The Difference Between Taco Soup And Tortilla Soup

It's the food we often turn to when we have a cold and according to Penn Medicine, soup is an optimal choice when we don't feel well since we can digest it easily and it usually contains nutritious ingredients. And sickness aside, there's nothing quite as satisfying as a big bowl of soup to help you feel cozy on a cold day. Even when the weather is fair, soup can be the perfect meal since it can be made ahead of time, freezes well, and reheats easily. It's also transportable, thanks to a thermos or a leak-proof container, which means it's a great lunch for the office or school.

When it comes to soups that are easy to prepare, big on flavor, and have nutritious, flavorful ingredients, there are a couple of soups that come to mind, like taco soup and tortilla soup. Both are wildly popular, with the latter appearing on the canned soup aisle at the grocery store, on restaurant menus, and sometimes even in the hot prepared foods area of grocery store delis. While both taco and tortilla soup may seem like they have the same flavor profile and some overlapping ingredients, these two soups are pretty different from one another. Before you go filling your bowl with either, let's take a peek into what makes each recipe unique, and the nutritional value of each soup.

Taco soup typically features beef

When it comes to taco night, you may serve up those handheld crowd-pleasers with a side of your favorite style of beans, from refried to black or pinto beans and dress your tacos up with anything from shredded cheese to salsa. Taco soup takes some of the best things about tacos and transforms them into a bowl of comforting, and filling, goodness. What's even better about taco soup? It's a recipe that comes together quickly with many items you may already have in your pantry.

This soup is made with ground beef, canned tomatoes, canned beans (usually black beans), plus canned or frozen corn, beef or chicken stock, and gets its flavor from chopped onions, garlic, and taco seasoning. You can make homemade seasoning with cumin, chili powder, and other ingredients, or use the packet. Once it's in your bowl, then the real fun begins, since taco soup gets adorned with whatever trimmings you prefer — like shredded cheese, sour cream, avocado slices, crushed tortilla chips, lime juice, or a spoonful of salsa (via The Pioneer Woman).

Tortilla soup contains more broth

While taco soup is typically made with a hearty portion of ground beef, tortilla soup can be a bit of a lighter, but still flavorful soup. Like taco soup, chicken tortilla soup contains canned (or sometimes pureed) tomatoes, corn, and black beans, as well as some of the same seasonings that appear in taco soup, such as cumin and chili powder.

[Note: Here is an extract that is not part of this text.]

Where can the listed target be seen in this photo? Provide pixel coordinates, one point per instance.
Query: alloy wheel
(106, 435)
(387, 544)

But the similarities between the soups end there since tortilla soup usually contains shredded chicken, strips of soft tortillas, and it usually calls for more broth or stock than taco soup recipes, as detailed by Spend with Pennies. The base of tortilla soup also contains a few flavorful additions such as cilantro, lime juice, and peppers, like jalapeno or red pepper, and bowls are traditionally topped with sliced avocado, and often more tortilla strips. Although many versions of tortilla soup call for using chicken, there are also vegetarian tortilla soup versions that are still hearty and flavorful, yet they omit the meat.

Nutritional differences

We think both of these soups are so delicious, you shouldn't have to choose between one or the other, but you may want to enjoy both of them at different times, depending on what ingredients you have on hand, or what you're craving. If you're looking for a filling soup, but you're counting calories, then you may want to stick with a bowl of tortilla soup. Since it gets so much of its flavor from chicken or vegetable stock, it's lower in calories than taco soup. And, since you can make tortilla soup with or without meat, that allows for greater flexibility with your nutritional value.

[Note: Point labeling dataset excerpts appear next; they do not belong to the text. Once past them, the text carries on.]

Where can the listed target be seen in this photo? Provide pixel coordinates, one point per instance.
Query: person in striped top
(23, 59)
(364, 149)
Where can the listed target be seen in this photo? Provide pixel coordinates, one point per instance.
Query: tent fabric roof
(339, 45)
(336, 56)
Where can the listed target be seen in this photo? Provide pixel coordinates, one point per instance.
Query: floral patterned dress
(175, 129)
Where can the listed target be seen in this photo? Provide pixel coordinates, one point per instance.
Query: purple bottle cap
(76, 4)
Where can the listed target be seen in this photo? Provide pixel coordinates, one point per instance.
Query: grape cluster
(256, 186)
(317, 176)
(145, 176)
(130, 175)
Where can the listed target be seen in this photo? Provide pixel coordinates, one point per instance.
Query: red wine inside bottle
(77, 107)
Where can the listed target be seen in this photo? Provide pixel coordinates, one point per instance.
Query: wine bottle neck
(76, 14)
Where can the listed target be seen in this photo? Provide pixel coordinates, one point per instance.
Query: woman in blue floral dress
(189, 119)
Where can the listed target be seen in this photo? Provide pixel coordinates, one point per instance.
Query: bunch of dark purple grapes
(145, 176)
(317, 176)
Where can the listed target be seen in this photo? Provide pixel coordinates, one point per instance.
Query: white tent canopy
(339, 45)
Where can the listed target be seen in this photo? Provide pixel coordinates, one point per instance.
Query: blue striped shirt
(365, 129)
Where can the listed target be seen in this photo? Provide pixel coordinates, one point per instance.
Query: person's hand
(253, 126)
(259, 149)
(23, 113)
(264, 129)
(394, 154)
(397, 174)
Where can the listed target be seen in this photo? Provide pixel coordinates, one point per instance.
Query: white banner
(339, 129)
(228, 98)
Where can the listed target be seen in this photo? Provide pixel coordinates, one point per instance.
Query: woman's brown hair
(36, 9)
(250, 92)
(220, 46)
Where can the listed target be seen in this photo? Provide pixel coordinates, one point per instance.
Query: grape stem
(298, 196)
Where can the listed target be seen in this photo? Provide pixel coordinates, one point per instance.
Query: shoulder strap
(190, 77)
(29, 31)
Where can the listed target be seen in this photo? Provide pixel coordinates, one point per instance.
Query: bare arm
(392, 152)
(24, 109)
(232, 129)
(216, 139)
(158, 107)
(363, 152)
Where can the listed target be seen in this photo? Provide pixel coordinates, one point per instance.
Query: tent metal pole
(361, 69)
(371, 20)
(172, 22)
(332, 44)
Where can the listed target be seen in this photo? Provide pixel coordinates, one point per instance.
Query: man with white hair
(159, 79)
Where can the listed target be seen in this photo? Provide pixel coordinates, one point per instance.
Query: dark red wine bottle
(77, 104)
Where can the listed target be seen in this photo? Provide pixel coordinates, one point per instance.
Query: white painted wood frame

According to Livestrong, a bowl of chicken tortilla soup has 140 calories, six grams of fat, and eight grams of protein. Keep in mind that when swapping out the chicken for a meatless version, many recipes include more tortillas, which can increase the calorie and fat counts in a recipe. For example, Eating Well reports the vegetarian version of this soup contains around 200 calories per serving, 13 grams of fat, and six grams of protein. A bowl of taco soup isn't quite as kind to your waistline as tortilla soup, since taco soup comes in at nearly 500 calories, contains 30 grams of fat, and 26 grams of protein per serving. No matter which soup you decide to eat, be sure to top your bowl with all the tasty trimmings you like, then grab a spoon and dig in.